La première d'Apel a été la critique de certaines pratiques de représentation des accusations par les procureurs.
Nous avons des remarques parce que les accusations qui sont exercées au tribunal, mais je ne pense pas qu'ils puissent argumenter auprès des procureurs, et la raison est que vous manquez de professionnalisme, mais j'ai remarqué une dernière chose. Les procureurs qui font l'enquête ne défendent que rarement cet acte d'accusation.

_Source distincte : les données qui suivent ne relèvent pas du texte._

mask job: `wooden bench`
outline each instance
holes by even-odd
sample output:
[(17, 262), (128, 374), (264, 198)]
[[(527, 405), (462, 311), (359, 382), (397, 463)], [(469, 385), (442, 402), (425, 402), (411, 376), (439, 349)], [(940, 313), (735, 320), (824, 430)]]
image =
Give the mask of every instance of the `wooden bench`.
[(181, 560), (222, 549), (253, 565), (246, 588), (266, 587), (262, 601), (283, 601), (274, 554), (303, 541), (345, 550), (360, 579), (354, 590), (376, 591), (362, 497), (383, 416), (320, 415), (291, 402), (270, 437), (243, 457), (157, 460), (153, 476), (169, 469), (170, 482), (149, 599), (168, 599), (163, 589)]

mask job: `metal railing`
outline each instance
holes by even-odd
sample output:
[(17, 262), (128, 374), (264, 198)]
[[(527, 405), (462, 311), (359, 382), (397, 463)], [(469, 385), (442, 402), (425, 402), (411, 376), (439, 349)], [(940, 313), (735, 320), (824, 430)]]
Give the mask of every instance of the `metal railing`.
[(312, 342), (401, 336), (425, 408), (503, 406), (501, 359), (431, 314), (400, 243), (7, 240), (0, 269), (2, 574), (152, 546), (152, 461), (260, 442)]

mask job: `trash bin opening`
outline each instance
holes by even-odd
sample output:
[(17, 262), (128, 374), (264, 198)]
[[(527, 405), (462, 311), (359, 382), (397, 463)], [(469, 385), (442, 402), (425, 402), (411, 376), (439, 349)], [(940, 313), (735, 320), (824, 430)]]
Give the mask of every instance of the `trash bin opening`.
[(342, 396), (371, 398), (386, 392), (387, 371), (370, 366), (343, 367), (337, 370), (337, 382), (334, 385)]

Quand un procureur suit un cours il y a un jour ou deux, il ne peut pas défendre cet acte d'accusation.
Le maire Shala a déclaré que, bien qu'ils aient mené à bien tous les sujets visés par la libéralisation des visas, le défi des appels reste de nature civile.
La majorité des substances en suspens sont de nature civile, alors que ce n'est que maintenant que le sujet a été résolu en 2013 et que nous avons commencé avec le sujet de 2014. Il y a 17 juges dans le département civil, mais il faut au moins 30 juges pour que cela fonctionne pour résoudre les documents plus rapidement, a dit Shala.
Shala a demandé aux citoyens de comprendre, mais a alarmé qu'avec 17 juges dans ce département et les 700 à 1 000 documents chacun, il est difficile de réduire davantage et que la qualité diminuerait.
Shala a déclaré que la Cour d'appel a commencé en 2018 avec 12 576 documents hérités de l'année précédente tout en acceptant 7 012 cas des six premiers mois de 2018.
“6,410 matériaux ont été sélectionnés au cours de ces 6 mois ou 91 % des matériaux acceptés, ce qui indique que 572 substances de plus ont été résolues au cours de la même période l'an dernier ou 91 %s des sujets acceptés”, a déclaré Shala.
Shala a déclaré que la Cour d'appel a également réussi à résoudre les affaires de corruption depuis que 18 substances de corruption ont commencé en 2018, tandis que pour les 6 premiers mois de cette année, 60 substances ont été acceptées, tandis que 55 de ces substances ont reçu un épilogue de la Cour d'appel.